A new federal court ruling has essentially turned the controversial “morning-after pill” into an over-the-counter drug, likely making the medication far more available to teens fearing pregnancy, even in states like Washington and Illinois where pharmacists currently can refuse to sell it.
The new ruling threw out the Food and Drug Administration’s requirement that girls younger than 17 have a prescription before a pharmacist could dispense Plan B. Because of the age requirement, pharmacists ended up controlling who received the medication because IDs had to be checked before any medication could be dispensed.
The FDA has 30 days to appeal. If it fails to get the new ruling overturned, Plan B and other emergency contraception will become, essentially, an OTC medication that could share shelf space with condoms and yeast busting medications.
Up until now, pharmacists in Washington and Illinois had been assured by the courts that they could choose not to dispense Plan B if they so chose. A federal judge ruled in February of 2012 that Washington state couldn’t force pharmacies to sell Plan B. Then in September of the same year, an Illinois appellate court affirmed a lower court’s ruling that pharmacists could not be forced by the state to sell Plan B if they had religious objections.
As an OTC drug, Plan B would not need to be kept behind the counter, meaning that pharmacists would have little control over its sales.
But with the issue still up in the air because of a possible appeal, it’s hard to know how everything will shake out.
“It will be interesting to see how the case plays out,” said Garth Reynolds, executive director of the Illinois Pharmacist Association. “I’m not sure what the immediate impact will be on current dispensing.”
Until there’s a final answer, Reynolds said, “it will be up to individual pharmacists how to deal with the new ruling. If it’s upheld, pharmacies will obey the law. ”
Even without the change, pharmacies in Illinois are required by law to fill prescriptions when they are presented, said Susan Hofer Hofer, a spokesperson for the Illinois Department of Financial and Professional Regulation, which oversees pharmacies and the professionals who work in them.
“We have a law that says that an individual pharmacist may refuse to provide any medicine they choose, but the pharmacy must make an arrangement so the patient can get served at that pharmacy,” Hofer said. “We’re in court right now with pharmacists who say they don’t want to do it.”
How does that square with the law? These are pharmacies that are owned by a pharmacist who is refusing not only to fill prescriptions for Plan B himself, but also to find someone else to do the job, Hofer explained.
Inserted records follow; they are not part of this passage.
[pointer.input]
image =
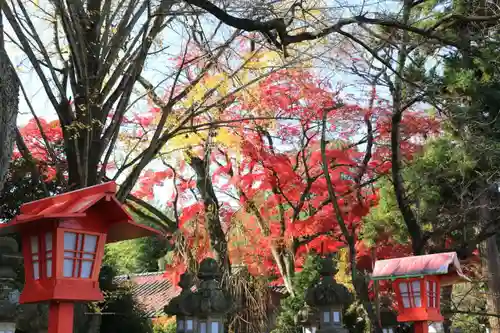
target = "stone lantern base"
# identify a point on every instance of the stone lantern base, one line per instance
(333, 330)
(7, 327)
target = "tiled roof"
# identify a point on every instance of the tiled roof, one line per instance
(151, 290)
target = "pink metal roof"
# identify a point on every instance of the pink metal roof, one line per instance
(75, 204)
(444, 264)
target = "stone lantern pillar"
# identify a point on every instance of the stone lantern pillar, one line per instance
(10, 258)
(202, 309)
(328, 298)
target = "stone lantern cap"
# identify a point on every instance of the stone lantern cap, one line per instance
(327, 292)
(10, 258)
(208, 300)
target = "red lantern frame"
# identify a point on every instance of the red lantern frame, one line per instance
(79, 223)
(429, 306)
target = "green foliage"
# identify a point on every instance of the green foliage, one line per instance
(21, 187)
(121, 312)
(136, 255)
(291, 305)
(168, 327)
(435, 182)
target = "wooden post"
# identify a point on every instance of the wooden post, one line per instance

In Washington state, pharmacist Steve Lee says the new ruling won’t make much of a difference.
“I think people who have a need for that should be able to buy it,” he says.
None of his pharmacists have refused to sell Plan B to any woman, however, he adds that the “morning after pill” – which sells for approximately $50 -- is not a big seller at his small pharmacy in the Ballard neighborhood of Seattle.
“We have it in the store but we’ve never sold one,” he says. “We’ve had it since it became available. We always have one but they just sit here and expire.”
Jim Krell, a pharmacist in Mt. Vernon, Wash., echoes Lee’s comments regarding the limited usage of the "morning-after pill."
“When you read about this in the press, it sounds like this product is being used a lot,” he says. “In this community – and my feeling is it’s the same statewide – the demand for Plan B is not that great. On average, we might sell it once a month, maybe. And it’s being used responsibly when it is being used. We don’t see what the big deal is.”
If the new ruling stands, individual pharmacists will have very little wiggle room when it comes to Plan B and other emergency contraception, predicted Carmen Catizone, executive director of the National Association of Boards of Pharmacy. “If it becomes an over-the-counter product, there isn’t much they can do, unless the pharmacy chooses not to stock that product. The judge cannot mandate that every pharmacy carries it.”
Even if the morning-after pill does become an OTC product, women, especially younger ones may still have trouble getting their hands on it.
“When I was 18, I tried to get Plan B but it was just so expensive that I didn’t get it,” says Melissa, a 26-year-old service industry employee from Seattle. “I went to the pharmacy to see how much it was but it was over $50. I didn’t have the money. I didn’t have insurance. And I ended up getting pregnant and then getting an abortion. It was very sad, but my boyfriend had just dumped me.”